Education is closely linked to culture and identity, and the goal of education is to plant Jewish values. Religious education is a part of any educational process, irrespective of whether it happens in family or school settings. A tool of religious education is studying Torah, and the Jews believe that this process is a lifelong one. Therefore, Jewish communities were among the first to champion the idea of continuing education. In terms of Jewish education, it makes sense to speak of formal and informal education.
As concerns formal schooling, Jewish education programs can take one of the following forms: full-time, part-time, Sunday-only (one-day only), or tutor (Goldstein & Fishman, 1993). Primary school is usually attended by children older than the age of 6 or 7; before that, they are educated at home. Sometimes children before the age of 6 or 7 attend Sunday school or engage in various forms of informal education. Informal education encompasses such techniques as youth group, camp experience, or drama clubs.
Jewish children often manifest strong desire to learn and impressive academic achievement. This is one of the reasons why Jews are likely to pursue higher education. This can be explained by the fact that education has been historically perceived as an important value: At the turn of the last century, Jewish immigrants to the United States and elsewhere carried on the tradition of education. Barely able to make a living, they continued their educations, fought the anti-Semitic stance of University admission committees and sent their children to university (Winston, 2006, p. 1).
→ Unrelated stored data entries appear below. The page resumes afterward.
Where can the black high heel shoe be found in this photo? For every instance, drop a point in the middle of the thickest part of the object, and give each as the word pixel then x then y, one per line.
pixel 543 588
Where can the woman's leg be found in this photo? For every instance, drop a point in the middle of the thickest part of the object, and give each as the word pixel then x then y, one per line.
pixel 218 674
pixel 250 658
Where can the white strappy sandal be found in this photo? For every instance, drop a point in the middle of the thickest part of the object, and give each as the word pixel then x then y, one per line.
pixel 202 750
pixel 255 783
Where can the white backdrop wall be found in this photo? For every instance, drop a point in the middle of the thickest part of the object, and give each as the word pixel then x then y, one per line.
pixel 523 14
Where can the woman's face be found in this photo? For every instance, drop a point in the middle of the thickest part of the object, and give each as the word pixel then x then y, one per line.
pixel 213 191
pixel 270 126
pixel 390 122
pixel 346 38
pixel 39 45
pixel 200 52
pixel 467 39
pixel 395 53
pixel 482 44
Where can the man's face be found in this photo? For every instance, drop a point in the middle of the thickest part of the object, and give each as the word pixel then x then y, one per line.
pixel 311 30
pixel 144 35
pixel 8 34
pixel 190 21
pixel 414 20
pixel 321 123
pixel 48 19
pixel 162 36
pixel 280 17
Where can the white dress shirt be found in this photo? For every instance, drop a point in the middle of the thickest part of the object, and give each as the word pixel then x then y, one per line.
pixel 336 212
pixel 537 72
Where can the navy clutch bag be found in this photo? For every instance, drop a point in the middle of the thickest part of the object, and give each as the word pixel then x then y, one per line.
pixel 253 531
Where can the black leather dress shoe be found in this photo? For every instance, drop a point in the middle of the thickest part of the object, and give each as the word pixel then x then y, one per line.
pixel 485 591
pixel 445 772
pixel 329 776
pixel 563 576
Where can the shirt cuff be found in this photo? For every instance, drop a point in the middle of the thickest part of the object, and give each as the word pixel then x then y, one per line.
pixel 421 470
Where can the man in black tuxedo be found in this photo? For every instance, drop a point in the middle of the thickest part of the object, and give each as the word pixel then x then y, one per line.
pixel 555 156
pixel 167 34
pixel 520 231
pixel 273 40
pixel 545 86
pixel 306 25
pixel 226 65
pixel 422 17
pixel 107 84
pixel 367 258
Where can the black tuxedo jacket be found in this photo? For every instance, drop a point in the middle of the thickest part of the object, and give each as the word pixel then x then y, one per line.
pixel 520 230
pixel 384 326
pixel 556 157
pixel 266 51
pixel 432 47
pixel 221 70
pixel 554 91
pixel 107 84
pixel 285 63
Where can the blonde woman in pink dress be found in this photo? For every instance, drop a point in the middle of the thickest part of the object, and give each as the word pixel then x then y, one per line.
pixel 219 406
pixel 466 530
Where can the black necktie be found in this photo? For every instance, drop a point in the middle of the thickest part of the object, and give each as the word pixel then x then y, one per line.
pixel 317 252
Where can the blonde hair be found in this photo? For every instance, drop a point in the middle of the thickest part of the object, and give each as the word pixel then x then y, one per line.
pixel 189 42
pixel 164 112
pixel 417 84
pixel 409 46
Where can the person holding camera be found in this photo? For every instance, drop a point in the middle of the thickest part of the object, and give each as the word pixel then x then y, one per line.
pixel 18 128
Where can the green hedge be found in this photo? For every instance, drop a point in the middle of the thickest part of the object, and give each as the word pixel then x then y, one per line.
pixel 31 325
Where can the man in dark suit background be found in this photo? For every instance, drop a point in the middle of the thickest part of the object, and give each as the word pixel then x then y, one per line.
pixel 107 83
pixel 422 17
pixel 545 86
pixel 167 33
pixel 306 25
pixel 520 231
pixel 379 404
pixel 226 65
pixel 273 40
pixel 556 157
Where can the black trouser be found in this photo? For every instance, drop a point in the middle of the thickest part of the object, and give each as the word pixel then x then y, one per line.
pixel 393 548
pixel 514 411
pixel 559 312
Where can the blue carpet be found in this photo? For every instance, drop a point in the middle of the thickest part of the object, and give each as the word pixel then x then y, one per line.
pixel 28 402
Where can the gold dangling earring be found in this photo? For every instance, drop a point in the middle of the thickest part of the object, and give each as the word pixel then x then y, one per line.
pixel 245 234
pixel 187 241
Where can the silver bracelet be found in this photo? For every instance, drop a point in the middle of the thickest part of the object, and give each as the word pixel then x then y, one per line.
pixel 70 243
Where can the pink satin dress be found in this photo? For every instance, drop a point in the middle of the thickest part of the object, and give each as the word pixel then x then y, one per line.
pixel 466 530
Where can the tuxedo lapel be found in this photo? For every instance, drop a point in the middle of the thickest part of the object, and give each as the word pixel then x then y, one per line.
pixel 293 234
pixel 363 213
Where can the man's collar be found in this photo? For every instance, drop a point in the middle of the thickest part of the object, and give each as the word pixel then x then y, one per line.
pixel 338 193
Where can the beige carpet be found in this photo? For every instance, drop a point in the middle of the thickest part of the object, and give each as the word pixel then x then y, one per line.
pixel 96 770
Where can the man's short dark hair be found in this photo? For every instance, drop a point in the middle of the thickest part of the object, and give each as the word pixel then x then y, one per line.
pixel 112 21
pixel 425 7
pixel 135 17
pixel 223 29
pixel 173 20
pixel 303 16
It is interesting to note that Jewish education in the 20th century has put a significant emphasis on gender equality in education. Throughout the 19th century, Jewish girls were educated at home and rarely attended public education facilities. The turnaround was made possible by the institution of girls schools at the beginning of the previous century. At present, there are virtually no gender disparities in the level of enrollment in education.
Another interesting factor is that children and adolescents realize the value of education from early teens and without external pressure. A study (Seginer & Vermulst, 2002) indicated that such issues as family background as well as perceived parental support and demandingness do not directly affect the level of educational achievement among Jewish youngsters, while this factor is regarded as the key for academic success in other communities. Now it is high time to discuss Haredi education.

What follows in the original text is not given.